Blank: It’s not the first time I’ve heard that. The baritone saxophone is one of the most significant sounds in Yello’s repertoire. I often use it, because I like it a lot.
“Way Down” sounds unusually relaxed, with swing and funky at the same time …
Blank: Yes, the electro-reggae really has a lot of influences. I’m not sure why. When I sent Dieter the demo version, he thought we would only have to record his vocals as my voice alone is too weak. The texts are completely Dadaistic. What’s that line again? “Bring that beef back home”?
Meier: What are you singing there? “Bring that beat back home!”(they’re having fun)
The shimmering, hypnotic counterpart is “Insane”. A hymn to craziness?
(Both of them say that they don’t know which of the twelve songs I’m referring to)
Blank: Dieter doesn’t know what he is singing either. He has a wonderful way of describing it: “Inspiration comes to me and when the song has been recorded it leaves me again.”
How important are the yearning for true love and hot eroticism as the driving force for your musical works?
Meier: Where do you see eroticism?
In “Hot Pan” …
Meier: Interesting. I never saw it like that
Blank: Do you have a psychiatrist? (they laugh)
The song has a pulsating rhythm and you sing about “hardcore” and “shakin’ my body upside down”. Is my imagination really overexagerrating?
Blank: Not at all. Sometimes the critics write – I don’t know, whether it’s women – what an erotic voice Dieter has. Someone even wrote you could get pregnant listening to his voice.
Meier: Is that true???
Did you never make music to impress a woman?
Meier: No, no, no! That was never our impetus and we also never had groupies
But both of you have longer relationships than the majority of stars in the music business. What is your “secret”?
Meier: Our wives have their own ideas and fulfil them themselves. Independence has to be guaranteed. When my wife and I see each other, we always have lots to talk about. The conversations are very enriching.
Do you want to take more time in the future to do things together with your partners?
Meier: I don’t. I develop things with other people, but I have endless time. Whatever I do, agriculturally or oenologically, is my pleasure. Therefore I don’t experience stress. And my wife has handed over the responsibility for her company enSoie to our three daughters and retreated almost entirely into her private life.
Would you, as a musical visionary, also venture a prognosis, at which “Point” of Corona we currently find ourselves and where the development will lead us?
Meier: I am convinced that the world – when the problem has been solved on a medical level, and that doesn’t seem to be sorcery – will revolve just like before. And that would not necessarily be a good thing.

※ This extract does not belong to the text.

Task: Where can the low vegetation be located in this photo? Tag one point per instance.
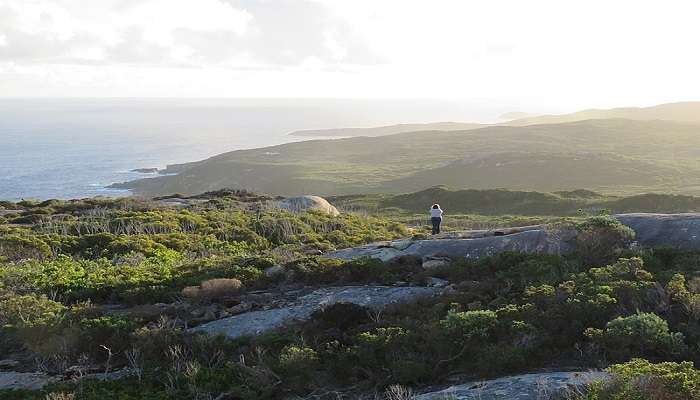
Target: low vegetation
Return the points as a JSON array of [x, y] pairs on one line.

The capitalist madness will continue.
Blank: I hope not!
Meier: Neither do I, but the only purpose of the system is the profitability of assets. The combustion of oils and coals has severe consequences, the contamination of the seas and the reckless handling of animals. Then there are the billions of debt that the states have accumulated. A total collapse is imminent. But the system will only change when we cannot breathe any longer.
Yello was founded in 1979 by the avant-garde linguistic artist Dieter Meier (vocals) and the techno pioneers Boris Blank and Carlos Péron (synthesizer). The single “Bostich” gave the Zurich band a club hit even in New York. They began their most successful period as a duet with the fourth album “Stella” and the releases “Desire” and “Vicious Games”. At the end of the 80s they released their goose bump ballad “The Rhythm Divine” with guest singer, Shirley Bassey, and the iconographic “The Race”. Yello only began to give concerts in 2016 as the sound tinkerer, Blank, doubted for a long time that his music could be reproduced adequately live. The current album “Point” bears the unmistakable signature of both techno legends. The songs are unconventional and the sound is brilliant.